THE FEASIBILITY AND EFFECTIVENESS OF A PILOT
RESIDENT-ORGANIZED & -LED KNOWLEDGE-BASED REVIEW
Victor J. Vautrot, M.D.
Department of Psychiatry Boston VA Healthcare
Department of Psychiatry, Harvard Medical School
Objective: The ACGME (Accreditation Council for Graduate Medical Education) requires a sufficient medical knowledge base as one of the six core competencies in residency training. We judged that an annual “short-course” review of medical knowledge would be a useful adjunct to standard seminar and rotation teaching, and that a resident-designed course might more closely meet resident-identified needs and learning styles.
Methods: Our residency training program designed a formal summer short-course, called the Knowledge Base Review (KBR), with the hypothesis that the course would improve general knowledge as measured by the Psychiatry Resident In Training Examination (PRITE®) and with the objective that this program would enrich the residents’ general knowledge base in psychiatry and neurology. We designed the KBR as a weekly curriculum composed of nine, two-hour sessions: each equally didactic- and active learning-based. The first hour spotlighted one of the subscales of the PRITE®. The second hour used a question and answer test where four teams of residents competed to answer in a game show style manner. Qualitative and quantitative assessment of the KBR was conducted.

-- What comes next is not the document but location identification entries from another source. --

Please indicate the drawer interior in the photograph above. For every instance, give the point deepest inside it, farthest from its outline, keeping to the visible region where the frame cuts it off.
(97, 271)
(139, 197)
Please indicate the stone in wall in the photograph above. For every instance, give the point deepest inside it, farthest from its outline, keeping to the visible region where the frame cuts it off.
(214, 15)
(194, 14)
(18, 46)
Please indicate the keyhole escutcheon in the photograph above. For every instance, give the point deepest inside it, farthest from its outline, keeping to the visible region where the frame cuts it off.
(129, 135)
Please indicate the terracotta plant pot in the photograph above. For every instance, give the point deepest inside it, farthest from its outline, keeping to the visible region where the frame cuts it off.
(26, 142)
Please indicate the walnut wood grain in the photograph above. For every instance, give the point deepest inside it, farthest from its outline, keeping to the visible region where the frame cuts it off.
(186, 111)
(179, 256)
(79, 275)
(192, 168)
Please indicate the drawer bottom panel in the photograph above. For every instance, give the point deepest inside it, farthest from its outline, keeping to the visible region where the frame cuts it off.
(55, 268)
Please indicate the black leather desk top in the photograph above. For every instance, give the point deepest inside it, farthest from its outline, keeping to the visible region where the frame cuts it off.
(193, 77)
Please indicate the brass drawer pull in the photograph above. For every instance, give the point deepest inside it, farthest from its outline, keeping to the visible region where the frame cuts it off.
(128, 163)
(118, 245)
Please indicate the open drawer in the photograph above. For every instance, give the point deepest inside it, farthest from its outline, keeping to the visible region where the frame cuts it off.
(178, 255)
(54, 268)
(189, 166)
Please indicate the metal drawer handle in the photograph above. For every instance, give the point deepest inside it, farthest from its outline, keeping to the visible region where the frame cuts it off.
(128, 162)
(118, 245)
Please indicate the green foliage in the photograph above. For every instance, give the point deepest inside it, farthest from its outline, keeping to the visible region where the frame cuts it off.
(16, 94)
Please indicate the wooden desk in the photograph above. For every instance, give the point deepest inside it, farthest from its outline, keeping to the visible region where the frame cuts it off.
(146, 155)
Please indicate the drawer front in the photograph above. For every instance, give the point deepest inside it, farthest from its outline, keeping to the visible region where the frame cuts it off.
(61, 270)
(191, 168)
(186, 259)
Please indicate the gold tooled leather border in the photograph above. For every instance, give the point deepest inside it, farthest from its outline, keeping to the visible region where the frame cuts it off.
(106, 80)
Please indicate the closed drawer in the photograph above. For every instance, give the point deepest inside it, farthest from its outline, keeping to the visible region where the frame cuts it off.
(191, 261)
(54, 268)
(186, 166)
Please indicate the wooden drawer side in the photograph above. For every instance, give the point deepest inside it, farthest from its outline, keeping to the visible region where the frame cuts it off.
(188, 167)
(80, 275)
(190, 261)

Results: Attendance among the PGY-II, III, and IV classes was 82%, 73%, and 94%, respectively. Participating residents completed a survey midway through the KBR. 95% responded that the course was meeting their own expectations “All” and “Most of the Time.” 100% responded that the didactic component was useful, and 94% felt that the game show component was useful. Among 23 residents who took the PRITE® in the year prior to and the year after the KBR, there was a 2.6% increase in PRITE® global Psychiatry scores (p=0.15) in contrast to a 9.0% decline in global Neurology scores (p=0.001), which was not addressed in the KBR.
Conclusion: The broad participation and acceptability of the course, and the performance difference in PRITE® scores between the psychiatry topics, the majority of which were reviewed, and neurology, which was not reviewed, suggests the potential for such a resident-organized and –led intervention to impact acquisition of medical knowledge through an enjoyable and effective approach.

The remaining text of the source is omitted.